Re: Linux regressions report for mainline [2023-10-29]

From: Thorsten Leemhuis
Date: Mon Oct 30 2023 - 11:49:14 EST


On 29.10.23 18:19, Linus Torvalds wrote:
> On Sun, 29 Oct 2023 at 03:52, Regzbot (on behalf of Thorsten Leemhuis)
> <regressions@xxxxxxxxxxxxx> wrote:
>
>> * There was another report about a blank screen during boot on a Lenovo
>> laptop because simpledrm (that users apparently had enabled without
>> problems beforehand) started to support those machines due to
>> 60aebc9559492c ("drivers/firmware: Move sysfb_init() from
>> device_initcall to subsys_initcall_sync").

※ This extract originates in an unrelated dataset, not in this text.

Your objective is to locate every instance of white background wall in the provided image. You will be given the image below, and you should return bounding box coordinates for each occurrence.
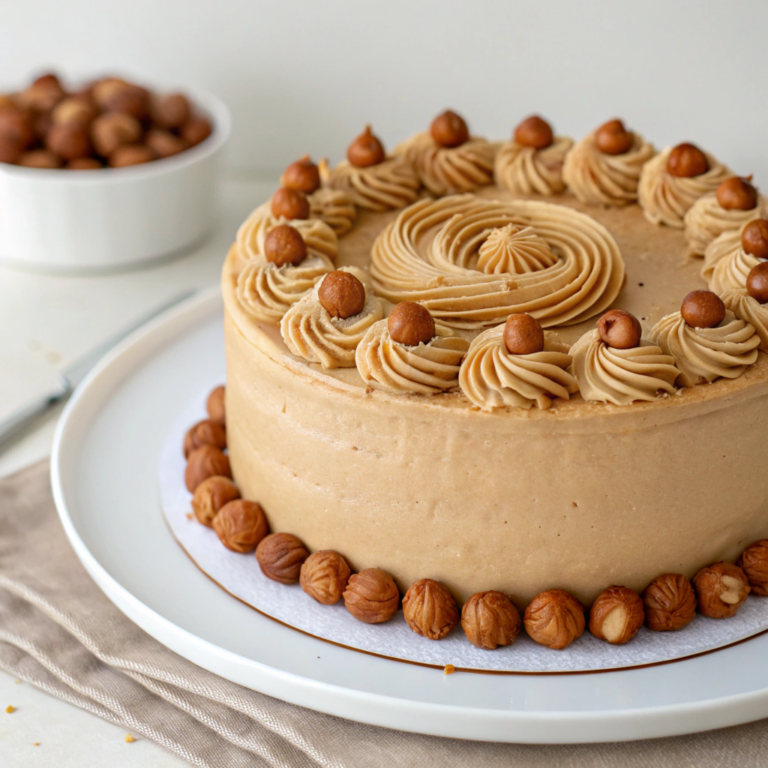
[1,1,765,179]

I suggested a revert, but the
>> developers disagree (to quote: "From my point of view, this is not a
>> regression, 60aebc9559492c doesn't cause a problem, but exposes a
>> problem.")
>
> Honestly, "exposes a problem" is pretty much the *definition* of a
> regression. So that excuse is particularly bad.
>
> The whole point of "regression" is "things that used to work no longer work".
>
> And no, "there's another bug that needs to be fixed" is _not_ the
> answer - not unless you have that fix in hand.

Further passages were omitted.